When I think of being a survivalist, I don’t think of it in terms of government conspiracy theories and the like. In fact, it’s not a government shake down or a terrorist attack that I worry about daily; I worry about the things that are more likely to happen to me- being affected by an act of nature, maybe one bigger (think Hurricane Katrina), that may displace me from my home temporarily, or have me without power for a long period of time. There’s a reason I stockpile diabetes supplies as best I can. You never know if something were to happen wherein no one would be able to access pharmacies or get the supplies they need, when they need them. So it’s better to have them now, before you need them. I have stockpiled samples of lancets given to me by doctor’s offices, and also paid full-price cash for extra vials of insulin (nice that it has a lengthy expiration date) and lancets and test strips, just so I have extra on hand. In a previous blog entry, I showed you pictures of my ‘betes stockpile.

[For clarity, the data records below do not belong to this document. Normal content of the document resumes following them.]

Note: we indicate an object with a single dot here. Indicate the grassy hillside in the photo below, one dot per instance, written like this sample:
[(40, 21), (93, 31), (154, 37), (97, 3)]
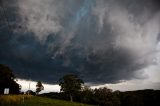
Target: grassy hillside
[(17, 100)]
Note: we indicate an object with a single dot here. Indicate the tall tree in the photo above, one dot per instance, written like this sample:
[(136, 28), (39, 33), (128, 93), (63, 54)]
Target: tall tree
[(39, 87), (7, 80), (70, 84)]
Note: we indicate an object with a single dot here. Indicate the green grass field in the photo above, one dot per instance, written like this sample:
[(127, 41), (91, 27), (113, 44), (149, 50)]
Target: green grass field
[(16, 100)]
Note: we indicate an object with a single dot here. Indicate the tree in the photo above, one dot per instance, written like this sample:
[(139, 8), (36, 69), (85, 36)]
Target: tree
[(7, 80), (39, 87), (70, 84)]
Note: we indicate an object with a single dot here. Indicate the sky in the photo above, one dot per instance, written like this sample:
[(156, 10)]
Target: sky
[(113, 43)]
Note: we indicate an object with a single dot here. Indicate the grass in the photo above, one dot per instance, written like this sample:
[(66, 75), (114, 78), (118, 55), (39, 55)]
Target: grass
[(17, 100), (9, 100)]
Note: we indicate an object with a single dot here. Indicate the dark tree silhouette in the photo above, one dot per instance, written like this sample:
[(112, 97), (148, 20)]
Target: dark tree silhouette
[(70, 84), (7, 80), (39, 87)]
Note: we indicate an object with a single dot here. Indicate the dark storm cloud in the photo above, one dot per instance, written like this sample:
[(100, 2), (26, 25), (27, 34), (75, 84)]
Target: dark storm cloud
[(103, 41)]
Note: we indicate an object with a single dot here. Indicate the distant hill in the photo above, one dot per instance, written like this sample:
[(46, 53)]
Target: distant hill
[(42, 101)]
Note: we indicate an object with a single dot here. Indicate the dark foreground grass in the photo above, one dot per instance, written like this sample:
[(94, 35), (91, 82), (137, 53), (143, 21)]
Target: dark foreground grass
[(41, 101)]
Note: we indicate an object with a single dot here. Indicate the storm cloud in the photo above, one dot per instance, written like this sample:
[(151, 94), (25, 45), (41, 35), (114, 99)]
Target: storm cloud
[(102, 41)]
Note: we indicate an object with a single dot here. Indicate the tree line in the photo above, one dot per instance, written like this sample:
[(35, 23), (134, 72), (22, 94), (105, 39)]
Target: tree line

Today I bought a book at Barnes & Noble. It’s called How To Survive The End of World As We Know It by James Wesley Rawles. The title sounds a little bit extreme, I know. I liked this book over others I saw because it’s a little less extreme than some of the others (read: less weird). It has a section just about diabetes, and what you can do to keep your insulin cold in the event of a catastrophe. He also talks about the importance of stockpiling your diabetes medications and supplies as best as you are able. There are other chapters that talk about refrigeration, medication, foods to stock up on, and even creating your own “bug out” bag, which is like a big backpack that is pre-packed with necessities in the event you had to leave your house NOW. I will be creating my own version of a ‘diabetes bug-out bag’, filled with insulin, supplies, carbs (glucose tabs, juice boxes), first-aid kit, non-perishable gluten-free foods, and then other essentials that are not diabetes-related, like dog food for my pet. That way, in an emergent situation, I could just grab my bag, run to my fridge and grab the insulin (I always have cooler bags pre-cooled in the freezer for this) and put everything in my bag and get the H* out of the house.

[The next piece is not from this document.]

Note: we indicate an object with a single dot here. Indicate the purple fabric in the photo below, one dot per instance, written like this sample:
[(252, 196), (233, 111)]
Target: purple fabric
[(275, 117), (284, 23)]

I think it’s a good idea for us as PWDs (or really, anyone with any ailment that requires medication or special care) to be prepared for an emergent situation, whatever it may be. This is a good book that I recommend you reviewing for ideas. It’s even available at the library, if you don’t want to buy it, and also available on Amazon for about $11.50. The author is also the founder of the website www.survivalblog.com, which I had never heard of before picking up this book today. This book is, in my opinion, a must-have for every well-prepared family.
I am interested in hearing if anyone else has already started their own version of preparing for any level of crisis, and if so, would you share with us what you’ve done so far? How do you feel about creating a “plan” for these types of situations, or creating a ‘bug-out bag’? Share your thoughts.
I’ll be sure to show you my amateur version of a ‘betes bug-out backpack soon and you can tell me what you think of it (what it needs, doesn’t need, etc.)